The first people to arrive in the Burren were hunters and fishermen who moved into animal husbandry with the keeping of cattle, sheep and goats. From the results of research and archaeological excavations a lot of information has been gathered about the life and death of these early settlers. There are numerous monuments and tombs dated to the Neolithic Era from, ca. 4000 – 3000 BC. The tombs of the first farmers, widely known as megaliths, are impressive monuments over the graves of their dead.
The Burren is also well known for the remains of over twenty churches constructed between the 6th and 12th centuries. These are evidences of the spread of Christianity in this region and traces of stay of the early Irish missionaries, like St. Colman and St. Cronan, who laboured in this remote area. Most of these churches are of architectural interest and in most cases their patrons and founders being known and revered.

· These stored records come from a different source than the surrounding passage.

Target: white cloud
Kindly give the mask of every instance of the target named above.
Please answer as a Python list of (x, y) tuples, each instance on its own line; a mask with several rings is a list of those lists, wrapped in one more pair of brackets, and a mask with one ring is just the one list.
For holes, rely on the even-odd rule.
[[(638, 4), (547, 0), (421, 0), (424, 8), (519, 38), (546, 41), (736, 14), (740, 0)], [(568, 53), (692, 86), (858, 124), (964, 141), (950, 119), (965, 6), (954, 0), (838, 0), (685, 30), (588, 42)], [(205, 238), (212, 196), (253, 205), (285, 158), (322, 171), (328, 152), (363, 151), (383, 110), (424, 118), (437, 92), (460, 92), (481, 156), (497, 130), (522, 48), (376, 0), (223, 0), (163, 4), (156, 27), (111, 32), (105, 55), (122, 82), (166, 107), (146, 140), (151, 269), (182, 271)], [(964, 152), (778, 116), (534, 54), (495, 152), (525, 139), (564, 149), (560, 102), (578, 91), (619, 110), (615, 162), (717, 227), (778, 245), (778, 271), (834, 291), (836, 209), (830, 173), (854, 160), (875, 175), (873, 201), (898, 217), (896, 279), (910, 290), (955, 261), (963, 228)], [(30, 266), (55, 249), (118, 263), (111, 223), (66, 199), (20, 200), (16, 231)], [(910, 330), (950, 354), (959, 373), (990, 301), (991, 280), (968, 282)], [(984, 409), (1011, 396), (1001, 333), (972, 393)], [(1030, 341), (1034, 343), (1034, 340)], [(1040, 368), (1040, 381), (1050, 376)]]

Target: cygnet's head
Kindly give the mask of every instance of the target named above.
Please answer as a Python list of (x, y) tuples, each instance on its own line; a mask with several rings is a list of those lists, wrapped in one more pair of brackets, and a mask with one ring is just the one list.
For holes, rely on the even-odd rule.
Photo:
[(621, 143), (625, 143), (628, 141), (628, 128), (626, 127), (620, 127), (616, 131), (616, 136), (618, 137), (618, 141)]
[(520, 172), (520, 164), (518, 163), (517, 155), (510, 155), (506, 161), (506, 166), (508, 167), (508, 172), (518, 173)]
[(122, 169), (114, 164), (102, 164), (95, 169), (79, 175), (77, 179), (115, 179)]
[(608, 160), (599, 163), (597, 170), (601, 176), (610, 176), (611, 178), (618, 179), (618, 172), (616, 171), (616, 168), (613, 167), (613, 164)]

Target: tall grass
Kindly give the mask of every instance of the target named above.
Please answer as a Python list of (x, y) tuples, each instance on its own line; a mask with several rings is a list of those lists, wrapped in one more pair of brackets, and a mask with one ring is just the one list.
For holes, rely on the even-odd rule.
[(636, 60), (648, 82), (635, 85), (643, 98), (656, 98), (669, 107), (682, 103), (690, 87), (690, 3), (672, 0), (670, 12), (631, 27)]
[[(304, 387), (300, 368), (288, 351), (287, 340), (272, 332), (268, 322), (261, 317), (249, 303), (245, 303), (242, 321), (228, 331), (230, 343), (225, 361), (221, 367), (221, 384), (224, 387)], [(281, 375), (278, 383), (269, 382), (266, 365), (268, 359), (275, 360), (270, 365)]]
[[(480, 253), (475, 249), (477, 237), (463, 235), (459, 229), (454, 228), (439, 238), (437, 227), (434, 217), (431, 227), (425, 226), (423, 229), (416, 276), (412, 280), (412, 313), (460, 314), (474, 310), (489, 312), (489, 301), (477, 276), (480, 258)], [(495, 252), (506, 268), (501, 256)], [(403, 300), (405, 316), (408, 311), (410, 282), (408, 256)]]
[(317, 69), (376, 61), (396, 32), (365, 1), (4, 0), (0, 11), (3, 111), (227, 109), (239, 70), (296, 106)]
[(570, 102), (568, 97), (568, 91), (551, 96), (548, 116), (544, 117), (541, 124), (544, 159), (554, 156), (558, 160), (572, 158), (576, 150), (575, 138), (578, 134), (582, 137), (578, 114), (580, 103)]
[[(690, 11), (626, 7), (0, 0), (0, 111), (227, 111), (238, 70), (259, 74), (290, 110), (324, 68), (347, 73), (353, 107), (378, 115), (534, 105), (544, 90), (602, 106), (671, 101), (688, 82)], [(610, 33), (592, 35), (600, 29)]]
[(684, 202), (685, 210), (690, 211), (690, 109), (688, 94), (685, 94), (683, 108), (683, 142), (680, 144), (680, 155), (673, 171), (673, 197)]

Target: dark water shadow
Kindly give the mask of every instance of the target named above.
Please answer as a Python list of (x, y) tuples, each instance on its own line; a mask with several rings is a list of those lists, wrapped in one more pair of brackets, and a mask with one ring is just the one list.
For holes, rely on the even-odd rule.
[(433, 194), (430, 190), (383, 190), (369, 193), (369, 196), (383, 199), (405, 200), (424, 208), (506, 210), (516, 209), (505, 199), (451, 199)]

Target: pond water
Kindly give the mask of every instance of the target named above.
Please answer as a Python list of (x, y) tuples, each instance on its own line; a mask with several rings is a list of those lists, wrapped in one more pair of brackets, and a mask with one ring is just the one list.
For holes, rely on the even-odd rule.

The Corcomroe Abbey is one of these remains, sited among the grey hills and valleys of the Burren. It is best known for its lonely situation. The abbey acquired the name of Sancta Maria de Petra Fertili (St. Mary of the Fertile Rock) which reflects the fertile nature of the Burren lands. It has been built in the 12th century and used by the Cistercian community for the next 400 years.
In a countryside like the County Clare, isolated from the rest of the country by the river Shannon, with so many visible remains of the past and an extraordinary landscape that stimulates imagination, the folklore was rich and survived over the centuries maintained by the Gaelic language. It has left many material and immaterial traces in the landscape and in the literature.
Recently it turned out that the magical landscape of the Burren may have inspired J.R.R. Tolkien to bring to life the Middle-earth – the central continent of the Earth in Tolkien’s imagined mythological past. The term is equivalent to the term Miðgarðr from Norse mythology, describing the human-inhabited world. In ancient Germanic mythology, the world of Men is known by several names, such as Midgard, Middenheim, Manaheim, and Middengeard. The Old English word middangeard descends from an earlier Germanic word, transliterated to modern English as Midgard.
Tolkien’s world famous works, like The Hobbit and The Lord of the Rings, take place entirely in Middle-earth. J.R.R. Tolkien worked as an external examiner to National University Galway in the 40s and 50s of the XX century. Galway, the most central port on the West Coast in the sheltered eastern corner of Galway Bay, located between County Galway in the province of Connacht to the north and the Burren in County Clare in the province of Munster to the south, was a great starting point for exploring the surrounding area.
It is said by the locals that Tolkien would often take trips to the lunar-like landscape of the Burren. When you consider that Tolkien was visiting the Burren around the same time that he was writing The Lord of The Rings, it is easy to see how the stark beauty of this region might have inspired him. The landscape here is certainly unusual, and for a fantasy author such as Tolkien it must have been magnetic.
Amongst the craggy fissures and creeping woods of the Burren there is a cave called Pol na Gollum (Hole of Gollum). The Gollum’s character is essential to the entire plot of The Lord of The Rings. Did Tolkien get the name for this miserable creature from this cave? Furthermore, Gollum in The Lord of The Rings had a distinctive gurgling cough, and at the mouth of this cave the chirps and calls of rock doves echo and transform into a similar guttural sound.
Thanks to Peter Curtin, the owner of The Roadside Tavern pub in County Clare and a member of The Burren Society Tolkien Symposium, it has been accepted that one of the most iconic authors of the fantasy literature – J.R.R. Tolkien, was influenced by the magic of the incredible place of the Burren while writing his most famous work.